La proposition de mise en scène est radicale. Tourné en 4:3, avec un grain d’image granuleux et une lumière presque malade, le film étouffe volontairement le spectateur. On ne regarde pas le tueur : on le suit, on l’habite presque. La caméra épouse son rythme, sa lourdeur. À travers cette forme rugueuse, presque organique, le réalisateur signe un hommage viscéral aux classiques des années 80 et 90, sans sombrer dans la nostalgie facile. Il ne cherche pas à faire "comme avant", mais à retrouver ce qui faisait battre le cœur du genre.
In A Violent Nature est un film de genre, oui — pleinement, fièrement. Mais il est aussi un film de mémoire.

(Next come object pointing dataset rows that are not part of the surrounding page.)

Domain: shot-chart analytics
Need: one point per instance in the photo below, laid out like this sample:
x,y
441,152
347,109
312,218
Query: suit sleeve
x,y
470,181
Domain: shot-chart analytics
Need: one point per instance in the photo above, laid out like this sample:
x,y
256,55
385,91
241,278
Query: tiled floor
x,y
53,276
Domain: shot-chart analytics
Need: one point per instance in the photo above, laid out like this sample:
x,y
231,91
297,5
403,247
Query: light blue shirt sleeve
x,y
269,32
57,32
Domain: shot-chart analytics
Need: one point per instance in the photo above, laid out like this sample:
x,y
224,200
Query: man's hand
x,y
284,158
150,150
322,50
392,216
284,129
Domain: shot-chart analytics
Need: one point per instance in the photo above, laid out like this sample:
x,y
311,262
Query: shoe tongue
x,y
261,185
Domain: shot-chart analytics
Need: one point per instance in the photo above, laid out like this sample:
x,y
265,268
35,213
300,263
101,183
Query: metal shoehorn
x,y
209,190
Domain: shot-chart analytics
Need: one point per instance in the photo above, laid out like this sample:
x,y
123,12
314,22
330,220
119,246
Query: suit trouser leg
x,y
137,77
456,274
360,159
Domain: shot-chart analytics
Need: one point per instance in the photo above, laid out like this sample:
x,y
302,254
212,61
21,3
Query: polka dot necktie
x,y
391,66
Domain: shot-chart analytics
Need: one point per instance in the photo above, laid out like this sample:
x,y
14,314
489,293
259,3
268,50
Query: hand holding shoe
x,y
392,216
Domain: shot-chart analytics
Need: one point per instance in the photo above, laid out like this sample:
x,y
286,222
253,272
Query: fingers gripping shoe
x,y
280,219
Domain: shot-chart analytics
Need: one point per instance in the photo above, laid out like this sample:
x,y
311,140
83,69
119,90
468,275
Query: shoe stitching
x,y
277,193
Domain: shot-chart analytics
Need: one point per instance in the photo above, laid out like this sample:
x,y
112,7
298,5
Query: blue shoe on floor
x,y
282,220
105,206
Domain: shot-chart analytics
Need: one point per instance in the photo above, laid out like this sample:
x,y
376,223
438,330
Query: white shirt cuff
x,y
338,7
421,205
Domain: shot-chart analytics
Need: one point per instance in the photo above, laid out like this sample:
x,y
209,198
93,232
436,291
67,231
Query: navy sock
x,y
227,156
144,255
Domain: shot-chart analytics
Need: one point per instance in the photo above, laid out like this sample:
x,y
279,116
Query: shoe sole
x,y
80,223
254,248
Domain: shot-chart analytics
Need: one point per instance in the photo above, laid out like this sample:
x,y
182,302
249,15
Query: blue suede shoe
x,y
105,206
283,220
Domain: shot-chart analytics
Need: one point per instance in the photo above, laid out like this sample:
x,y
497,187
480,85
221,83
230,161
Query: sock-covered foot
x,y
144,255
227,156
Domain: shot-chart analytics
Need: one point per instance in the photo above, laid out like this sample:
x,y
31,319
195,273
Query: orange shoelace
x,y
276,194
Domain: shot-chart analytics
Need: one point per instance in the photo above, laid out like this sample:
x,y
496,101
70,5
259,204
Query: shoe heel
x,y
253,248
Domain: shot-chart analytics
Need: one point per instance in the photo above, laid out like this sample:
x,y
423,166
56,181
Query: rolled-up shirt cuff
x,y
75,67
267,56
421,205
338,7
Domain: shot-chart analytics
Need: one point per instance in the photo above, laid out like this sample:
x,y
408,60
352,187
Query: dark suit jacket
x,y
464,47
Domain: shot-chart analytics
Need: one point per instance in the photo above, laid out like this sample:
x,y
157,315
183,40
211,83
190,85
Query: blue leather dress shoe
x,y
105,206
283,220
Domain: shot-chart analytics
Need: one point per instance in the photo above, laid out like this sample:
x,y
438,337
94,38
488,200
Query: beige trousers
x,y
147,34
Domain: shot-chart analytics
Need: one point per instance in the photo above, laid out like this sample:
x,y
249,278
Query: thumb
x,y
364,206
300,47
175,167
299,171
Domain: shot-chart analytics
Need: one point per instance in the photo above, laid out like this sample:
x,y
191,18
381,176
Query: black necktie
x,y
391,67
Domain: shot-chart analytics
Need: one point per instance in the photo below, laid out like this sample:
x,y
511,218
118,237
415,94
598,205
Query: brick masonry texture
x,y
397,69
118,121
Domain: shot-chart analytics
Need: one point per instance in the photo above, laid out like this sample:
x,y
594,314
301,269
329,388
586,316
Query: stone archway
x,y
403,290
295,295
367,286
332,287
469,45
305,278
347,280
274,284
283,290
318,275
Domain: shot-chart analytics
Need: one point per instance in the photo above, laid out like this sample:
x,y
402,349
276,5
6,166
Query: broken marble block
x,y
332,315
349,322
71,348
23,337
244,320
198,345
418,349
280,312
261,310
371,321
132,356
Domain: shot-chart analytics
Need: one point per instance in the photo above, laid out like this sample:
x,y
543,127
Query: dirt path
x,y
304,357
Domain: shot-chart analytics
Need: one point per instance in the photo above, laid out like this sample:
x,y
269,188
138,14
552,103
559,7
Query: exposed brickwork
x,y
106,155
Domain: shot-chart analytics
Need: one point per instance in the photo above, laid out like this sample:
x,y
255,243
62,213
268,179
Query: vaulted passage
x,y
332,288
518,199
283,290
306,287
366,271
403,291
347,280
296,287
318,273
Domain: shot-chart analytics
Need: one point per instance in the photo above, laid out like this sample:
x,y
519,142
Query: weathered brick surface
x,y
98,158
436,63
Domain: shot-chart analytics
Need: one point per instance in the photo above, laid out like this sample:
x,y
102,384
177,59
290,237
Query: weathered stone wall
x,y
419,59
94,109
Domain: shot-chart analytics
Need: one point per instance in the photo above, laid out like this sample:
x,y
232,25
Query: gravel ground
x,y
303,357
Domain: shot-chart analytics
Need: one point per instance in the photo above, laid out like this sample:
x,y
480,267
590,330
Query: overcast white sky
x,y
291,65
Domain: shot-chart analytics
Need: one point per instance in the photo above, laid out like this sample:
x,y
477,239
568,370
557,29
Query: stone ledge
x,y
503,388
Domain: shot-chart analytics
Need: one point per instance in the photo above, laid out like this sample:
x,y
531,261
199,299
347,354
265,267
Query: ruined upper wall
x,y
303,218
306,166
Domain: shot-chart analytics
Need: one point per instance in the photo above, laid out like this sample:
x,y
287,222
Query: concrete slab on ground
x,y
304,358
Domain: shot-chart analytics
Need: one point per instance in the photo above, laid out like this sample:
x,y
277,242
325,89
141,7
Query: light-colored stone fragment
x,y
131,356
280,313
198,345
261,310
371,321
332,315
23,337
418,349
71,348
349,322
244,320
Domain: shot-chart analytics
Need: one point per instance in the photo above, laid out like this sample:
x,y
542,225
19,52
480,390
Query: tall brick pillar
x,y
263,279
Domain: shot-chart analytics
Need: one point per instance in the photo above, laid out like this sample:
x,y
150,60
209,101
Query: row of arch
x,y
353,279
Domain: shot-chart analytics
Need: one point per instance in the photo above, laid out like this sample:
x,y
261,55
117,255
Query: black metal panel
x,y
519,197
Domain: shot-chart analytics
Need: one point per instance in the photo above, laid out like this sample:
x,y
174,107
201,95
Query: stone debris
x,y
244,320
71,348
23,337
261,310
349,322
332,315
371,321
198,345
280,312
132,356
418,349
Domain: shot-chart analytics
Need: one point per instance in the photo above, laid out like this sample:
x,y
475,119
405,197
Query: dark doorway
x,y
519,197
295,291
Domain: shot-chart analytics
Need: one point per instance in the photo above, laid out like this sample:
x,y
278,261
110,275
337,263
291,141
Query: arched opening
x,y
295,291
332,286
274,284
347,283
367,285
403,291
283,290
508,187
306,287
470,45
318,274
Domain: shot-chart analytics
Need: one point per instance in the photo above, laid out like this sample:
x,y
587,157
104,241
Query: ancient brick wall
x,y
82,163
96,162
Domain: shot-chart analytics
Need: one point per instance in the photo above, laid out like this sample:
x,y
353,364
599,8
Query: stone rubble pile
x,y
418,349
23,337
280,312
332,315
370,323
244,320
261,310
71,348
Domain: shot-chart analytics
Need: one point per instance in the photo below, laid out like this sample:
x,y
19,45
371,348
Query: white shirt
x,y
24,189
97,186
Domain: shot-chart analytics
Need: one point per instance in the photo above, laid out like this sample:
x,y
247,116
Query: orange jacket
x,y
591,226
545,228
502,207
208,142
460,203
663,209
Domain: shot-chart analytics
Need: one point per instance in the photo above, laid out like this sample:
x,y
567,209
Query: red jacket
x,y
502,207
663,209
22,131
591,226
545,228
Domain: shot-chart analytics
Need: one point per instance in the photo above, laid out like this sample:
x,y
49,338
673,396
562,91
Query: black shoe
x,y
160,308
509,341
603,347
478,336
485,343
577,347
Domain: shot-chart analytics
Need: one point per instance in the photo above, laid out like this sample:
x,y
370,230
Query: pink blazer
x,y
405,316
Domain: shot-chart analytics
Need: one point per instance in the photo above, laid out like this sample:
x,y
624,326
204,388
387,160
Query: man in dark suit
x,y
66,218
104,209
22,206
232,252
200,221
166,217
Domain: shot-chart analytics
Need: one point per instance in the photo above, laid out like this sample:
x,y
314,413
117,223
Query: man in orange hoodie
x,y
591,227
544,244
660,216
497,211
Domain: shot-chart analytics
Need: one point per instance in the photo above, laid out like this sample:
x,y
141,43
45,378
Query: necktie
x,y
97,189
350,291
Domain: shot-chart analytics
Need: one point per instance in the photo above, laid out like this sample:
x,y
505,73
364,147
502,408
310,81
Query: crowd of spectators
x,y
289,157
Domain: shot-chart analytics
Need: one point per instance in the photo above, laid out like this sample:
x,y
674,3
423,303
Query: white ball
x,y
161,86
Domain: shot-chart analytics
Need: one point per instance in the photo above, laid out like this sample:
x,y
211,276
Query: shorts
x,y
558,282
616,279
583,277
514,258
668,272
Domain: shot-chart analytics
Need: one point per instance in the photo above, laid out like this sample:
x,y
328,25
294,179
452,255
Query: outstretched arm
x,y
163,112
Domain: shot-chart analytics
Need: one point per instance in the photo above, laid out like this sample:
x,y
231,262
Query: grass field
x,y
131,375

Dès les premières secondes, le film ne dévoile ni personnage ni action spectaculaire, mais un objet autour duquel tout semble graviter. Le cadre suggère plutôt qu’il ne montre. On perçoit des corps, des tensions, des émotions, sans jamais les identifier clairement. Le spectateur est tenu à distance, décentré, frustré — et c’est précisément dans ce manque que naît une atmosphère dérangeante. Ce choix formel installe une idée forte : le danger est déjà là, tapi dans l'ombre. J'ai perçu directement son langage : « Ici, pas de repères. Pas de héros. Pas de sécurité. » Ce hors-champ devient rapidement une grammaire visuelle à part entière. Il reviendra tout au long du récit, nourrissant la tension, et l’étrangeté subjective du point de vue du tueur.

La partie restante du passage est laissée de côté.